In another brief conversation, on a sofa, Bolsonaro exchanged a few words with the director general of the World Health Organization, Tedros Ghebreyesus, complaining about the treatment he received by the opposition and the fact that he was called a genocide. Tedros is also not a figure with decision-making power, much less on the terms used by opponents or critics of the current government. And if he is to meet a symbolic figure, the pope has received a Hindu leader, but not a Catholic from a country of tens of millions of believers.

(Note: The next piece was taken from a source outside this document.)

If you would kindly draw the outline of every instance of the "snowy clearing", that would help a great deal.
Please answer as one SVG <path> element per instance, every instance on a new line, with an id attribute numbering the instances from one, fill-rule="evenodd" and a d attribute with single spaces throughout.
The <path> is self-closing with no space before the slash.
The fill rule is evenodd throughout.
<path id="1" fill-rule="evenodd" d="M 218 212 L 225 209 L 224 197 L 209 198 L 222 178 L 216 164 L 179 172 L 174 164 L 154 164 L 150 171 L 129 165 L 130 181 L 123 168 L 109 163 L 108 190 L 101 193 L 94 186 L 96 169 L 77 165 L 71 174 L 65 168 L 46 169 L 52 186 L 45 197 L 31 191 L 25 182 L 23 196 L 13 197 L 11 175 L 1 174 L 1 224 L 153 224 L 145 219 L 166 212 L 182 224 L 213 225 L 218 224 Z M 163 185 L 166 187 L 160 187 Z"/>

Again, there is no use in skewed videos on social media, ideological passion or favorable coverage by some journalists. The crystal-clear fact is that the president of Brazil, a presidential country, went to a summit filled with international heavyweights and didn’t discuss anything, with anyone. No advances, no market openings, no deals for anything. Not even an appointment for a future visit, for further deepening in any relationship whatsoever.
This is even more shocking when one thinks that Bolsonaro has been president for three years, a period shared with other leaders. And nobody, ever, when seeing the Brazilian president, acts like someone who finds an old acquaintance, an ally, a partner. On the contrary, the embarrassment is visible on some occasions, for the loss of the whole of Brazil. Foreign policy is a public policy tool. It serves to expand business for Brazilians, improve the population’s well-being and the country’s development.
Pariah
And Brazil has, or would have, a lot to offer and receive. If a country like this has become isolated, it is necessary to ask why. And the reason is your current government, and your current ruler. Bolsonaro is reaping the fruits that he planted himself. “Let us be an outcast,” his former chancellor has said, in an almost prescient tone. It is not a “conspiracy of the world left” to isolate him. Modi, Johnson, Widodo, Morrison, among others, wouldn’t give a damn about that, for example.
They do care, however, for the government’s stance on the pandemic, one of the ten countries with the most deaths per million inhabitants in the world, more than four times the world average. For the presepa with the plane that would seek vaccines in India, as well as the investigation into an alleged purchase of the Indian Covaxin. They also appreciate the fact that the Boris Johnson government had to publicly contradict the Brazilian government on the content of the conversations between the two leaders in New York, in September.
These are just a few recent examples. Leaving aside the labels, whether “myth” or “extreme press”, this is the substance. Nor is it “to cheer against”, it is attesting to the reality of an isolated government in a crucial period for the international community, which is beginning to emerge from the suffocation of the pandemic. The agendas don’t lie and the videos posted may even cheer the electorate, but the world is bigger than Brasília’s playpen. There remains tourism with the resources of the treasury to disguise the embarrassment that was the G-20 for the Brazilian government.